Bei den verwendeten synthetischen Zuschlagstoffen handelt es sich somit in der Regel um Produktreste, die aus einer Herstellung für ein anderes Produkt, beziehungsweise für einen anderen Markt erfolgt ist. Diese Produkte sind zumeist nicht oder nicht ausreichend hinsichtlich ihrer umwelt- und gesundheitsbezogenen Auswirkungen geprüft, insbesondere in Bezug auf eine nachträgliche Verwendung in Reitböden. Daher sind ebenfalls die Hersteller von Reitböden in die Entsorgungsverantwortung von ausgedienten Reitböden mit einzubeziehen, insbesondere wenn es sich bei den vermengten Materialien um schädliche Inhaltsstoffe handelt und der Reitboden demnach als Sondermüll zu deklarieren wäre.
Eine ausreichende Information des Herstellers bezüglich der Zusammensetzung und der Umwelt- und Gesundheitsauswirkungen der Gemische gilt es gegenüber den Abnehmern sicherzustellen. Die Tretschichten auf Reitböden sind vermutlich ein beispielhaftes Produkt, über das Stoffe in die Umwelt gelangen, die bezüglich ihrer Wirkung auf das Ökosystem nicht ausreichend überprüft wurden. Daher gilt es zu prüfen, für welche anderen Bereiche und Produkte sich gegebenfalls ähnliche Probleme aufweisen.

III.  Der Landtag fordert die Landesregierung auf:

1.     Einen Kriterienkatalog für Zuschlagstoffe in Reitböden zu erstellen, der zukünftig die Beimischung von toxischen Zuschlagstoffen, wie beispielweise Kabelreste, untersagt.

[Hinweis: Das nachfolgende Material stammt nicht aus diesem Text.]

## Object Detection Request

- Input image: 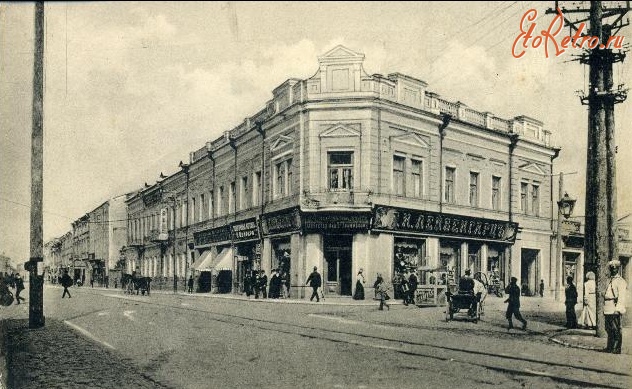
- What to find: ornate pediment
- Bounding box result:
[520,162,546,176]
[270,135,294,151]
[318,45,364,61]
[320,124,360,138]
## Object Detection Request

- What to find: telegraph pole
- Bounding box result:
[26,1,44,328]
[547,1,630,337]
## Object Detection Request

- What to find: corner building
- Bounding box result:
[130,46,559,302]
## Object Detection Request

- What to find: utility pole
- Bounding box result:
[26,1,44,328]
[547,1,630,337]
[554,172,564,301]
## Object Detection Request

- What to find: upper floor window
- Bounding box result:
[327,151,353,191]
[470,172,478,207]
[492,176,501,210]
[444,167,456,203]
[393,155,406,196]
[531,185,540,216]
[252,172,261,206]
[228,181,235,213]
[410,159,424,197]
[216,186,224,216]
[520,182,529,213]
[239,176,248,209]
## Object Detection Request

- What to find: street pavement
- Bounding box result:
[0,286,632,389]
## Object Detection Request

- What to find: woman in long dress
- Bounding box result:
[353,269,364,300]
[579,271,597,328]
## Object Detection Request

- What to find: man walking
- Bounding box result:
[505,277,527,330]
[305,266,322,302]
[564,276,577,328]
[61,270,72,298]
[603,260,628,354]
[15,274,26,304]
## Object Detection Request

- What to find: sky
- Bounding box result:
[0,1,632,263]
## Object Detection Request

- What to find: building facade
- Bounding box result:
[126,46,559,301]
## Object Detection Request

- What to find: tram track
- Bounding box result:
[80,293,631,388]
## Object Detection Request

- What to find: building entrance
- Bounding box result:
[323,235,353,296]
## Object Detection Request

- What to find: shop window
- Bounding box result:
[444,167,456,203]
[393,155,406,196]
[492,176,501,211]
[327,151,353,191]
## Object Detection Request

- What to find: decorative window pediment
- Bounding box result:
[270,135,294,151]
[520,162,546,176]
[320,124,360,138]
[391,133,430,149]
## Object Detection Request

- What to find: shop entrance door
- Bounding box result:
[324,235,353,296]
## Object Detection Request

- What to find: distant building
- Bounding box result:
[126,46,559,298]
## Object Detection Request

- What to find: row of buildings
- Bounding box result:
[46,46,627,302]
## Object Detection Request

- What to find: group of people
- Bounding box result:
[0,273,26,305]
[244,269,290,299]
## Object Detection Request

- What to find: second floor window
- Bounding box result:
[410,159,424,197]
[252,172,261,206]
[239,176,248,209]
[531,185,540,216]
[470,172,478,207]
[327,151,353,191]
[444,167,456,203]
[393,155,406,196]
[492,176,500,210]
[520,182,529,213]
[228,181,235,213]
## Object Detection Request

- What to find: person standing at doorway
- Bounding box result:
[603,260,628,354]
[505,277,527,330]
[187,275,193,293]
[564,276,577,328]
[61,270,73,298]
[15,274,26,304]
[305,266,323,303]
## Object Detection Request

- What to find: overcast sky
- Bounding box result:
[0,1,632,263]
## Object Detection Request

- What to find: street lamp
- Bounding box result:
[555,189,577,301]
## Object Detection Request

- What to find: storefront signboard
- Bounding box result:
[372,206,518,243]
[302,212,371,233]
[230,218,259,242]
[193,226,230,246]
[261,208,301,235]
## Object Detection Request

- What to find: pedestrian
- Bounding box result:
[61,270,73,298]
[15,274,26,305]
[259,270,268,299]
[579,271,597,329]
[375,274,391,311]
[505,277,527,330]
[187,275,193,293]
[564,276,577,329]
[408,271,419,305]
[305,266,322,303]
[353,269,364,300]
[603,259,628,354]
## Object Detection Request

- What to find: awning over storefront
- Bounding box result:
[192,248,233,271]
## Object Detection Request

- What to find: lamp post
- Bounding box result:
[555,173,577,301]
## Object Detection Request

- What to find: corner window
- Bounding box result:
[327,151,353,191]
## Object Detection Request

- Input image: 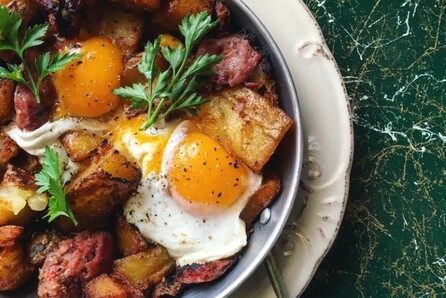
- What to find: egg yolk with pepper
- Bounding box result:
[53,37,123,117]
[167,131,248,207]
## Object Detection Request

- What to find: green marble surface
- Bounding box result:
[303,0,446,298]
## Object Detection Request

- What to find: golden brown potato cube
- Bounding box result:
[152,0,214,31]
[26,230,66,267]
[56,143,141,231]
[114,245,175,291]
[94,7,144,55]
[115,217,149,257]
[84,274,127,298]
[0,165,41,226]
[0,79,15,124]
[240,173,280,225]
[0,204,33,227]
[0,226,34,291]
[61,130,104,162]
[84,273,144,298]
[194,87,293,173]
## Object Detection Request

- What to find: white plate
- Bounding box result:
[233,0,353,297]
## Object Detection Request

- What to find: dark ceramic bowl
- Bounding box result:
[184,0,303,297]
[0,0,303,298]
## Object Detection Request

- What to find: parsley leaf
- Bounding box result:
[113,11,223,130]
[0,5,82,103]
[35,146,78,225]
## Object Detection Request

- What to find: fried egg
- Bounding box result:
[120,121,262,266]
[5,117,113,183]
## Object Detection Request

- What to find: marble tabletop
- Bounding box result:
[302,0,446,297]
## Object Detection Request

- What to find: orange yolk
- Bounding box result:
[167,132,248,207]
[53,37,123,117]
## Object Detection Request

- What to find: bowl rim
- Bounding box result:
[184,0,304,298]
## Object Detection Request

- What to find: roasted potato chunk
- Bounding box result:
[61,130,104,162]
[0,204,33,227]
[194,87,293,173]
[84,273,144,298]
[56,143,141,231]
[0,79,15,124]
[240,173,280,225]
[152,0,214,32]
[94,6,144,56]
[115,217,149,257]
[0,226,34,291]
[114,245,175,291]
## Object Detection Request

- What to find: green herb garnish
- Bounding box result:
[35,146,78,226]
[113,11,223,130]
[0,6,82,103]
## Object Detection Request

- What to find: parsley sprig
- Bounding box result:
[0,6,82,103]
[35,146,78,225]
[113,11,223,130]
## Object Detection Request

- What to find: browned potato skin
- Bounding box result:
[240,173,281,225]
[55,143,141,231]
[0,165,37,227]
[0,79,15,124]
[84,272,144,298]
[115,217,149,257]
[26,230,66,267]
[0,205,34,227]
[93,5,144,56]
[193,87,293,173]
[0,226,34,291]
[152,0,214,32]
[113,245,175,291]
[61,130,104,162]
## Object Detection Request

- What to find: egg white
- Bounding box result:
[5,117,113,183]
[124,121,262,266]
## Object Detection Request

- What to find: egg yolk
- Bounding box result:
[53,37,123,117]
[167,132,248,207]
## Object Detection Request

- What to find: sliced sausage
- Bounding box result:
[197,34,262,87]
[37,232,113,297]
[0,79,15,124]
[14,77,56,131]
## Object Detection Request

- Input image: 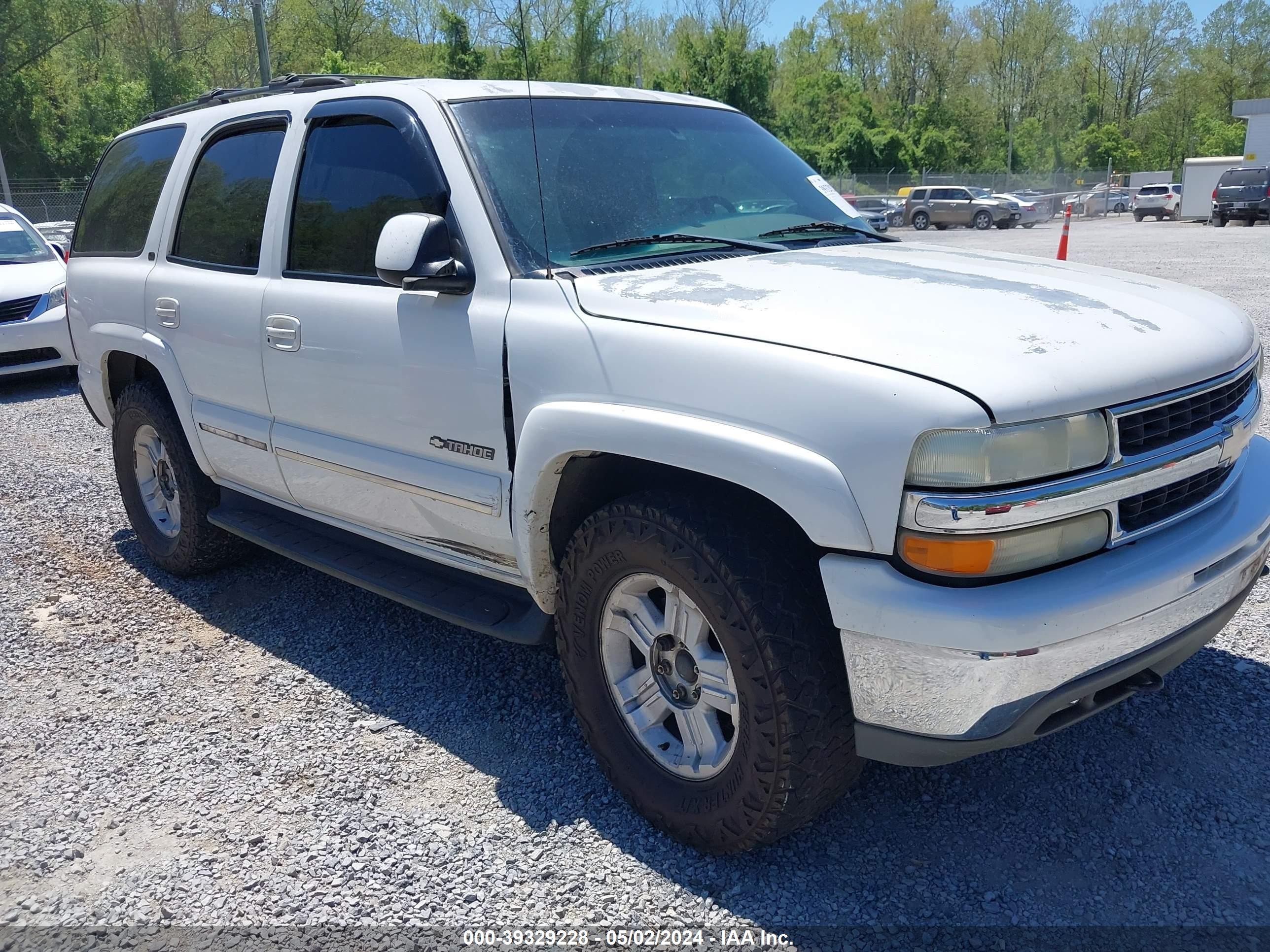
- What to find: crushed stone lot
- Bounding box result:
[0,216,1270,948]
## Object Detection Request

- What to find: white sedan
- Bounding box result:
[0,204,75,377]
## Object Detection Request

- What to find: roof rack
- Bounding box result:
[141,72,419,124]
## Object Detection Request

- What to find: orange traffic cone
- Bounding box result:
[1058,205,1072,262]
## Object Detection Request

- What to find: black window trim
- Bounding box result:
[281,97,452,291]
[164,109,291,275]
[71,122,189,260]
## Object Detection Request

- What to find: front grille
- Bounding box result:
[1116,371,1256,456]
[0,295,39,324]
[1120,466,1232,532]
[0,346,61,367]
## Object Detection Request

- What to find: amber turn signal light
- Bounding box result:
[903,536,997,575]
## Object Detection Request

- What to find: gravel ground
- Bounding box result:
[0,212,1270,948]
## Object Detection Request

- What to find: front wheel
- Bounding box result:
[110,382,247,575]
[556,494,864,853]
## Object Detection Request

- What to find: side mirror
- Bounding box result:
[375,212,476,295]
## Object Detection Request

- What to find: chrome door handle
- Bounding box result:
[264,313,300,350]
[155,297,180,328]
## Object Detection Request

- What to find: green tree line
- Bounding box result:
[0,0,1270,178]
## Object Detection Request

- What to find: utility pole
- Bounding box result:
[0,148,13,204]
[251,0,273,86]
[1102,159,1111,218]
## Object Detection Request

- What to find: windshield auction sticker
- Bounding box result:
[807,175,860,218]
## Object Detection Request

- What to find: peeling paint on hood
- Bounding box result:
[574,242,1257,421]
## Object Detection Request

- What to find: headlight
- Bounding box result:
[906,412,1111,489]
[899,511,1110,578]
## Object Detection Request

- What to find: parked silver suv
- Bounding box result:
[904,185,1019,231]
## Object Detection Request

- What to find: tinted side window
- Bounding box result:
[287,115,447,278]
[72,126,185,258]
[172,128,284,272]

2.     Eine Informationspflicht der Hersteller gegenüber den Reitbetrieben über die Zusammensetzung und Umweltauswirkungen der Tretschichten zu entwickeln und gesetzlich zu verankern.
3.     Maßnahmen zu ergreifen, um eine sachgemäße Entsorgung von ausgedienten Reitböden sicherzustellen und Entsorgungswege für betroffene Reitplatzbesitzerinnen und –Besitzer aufzuzeigen. Diesbezüglich sind auch die Hersteller in die Pflicht der Entsorgung mit einzubeziehen.
4.     Technische und wissensbasierte Forschungsprojekte zu fördern, die einerseits Möglichkeiten zur restlosen Entfernung von synthetischen Zusätzen aus ausgedienten Reitböden und andererseits die Gesundheits- und Umweltauswirkungen von Zuschlagstoffen erforschen.
5.     Eine Informationskampagne zu initiieren, um Reitplatzbesitzerinnen und –besitzer für mögliche umwelt- und gesundheitsbezogene Auswirkungen von synthetischen Zuschlagstoffen zu sensibilisieren und Vorteile des Einsatzes umweltfreundlicher Zuschlagstoffe hervorzuheben. Dazu gehört auch, Reitbetrieben taugliche und ökologisch verträglichere Alternativen aufzuzeigen.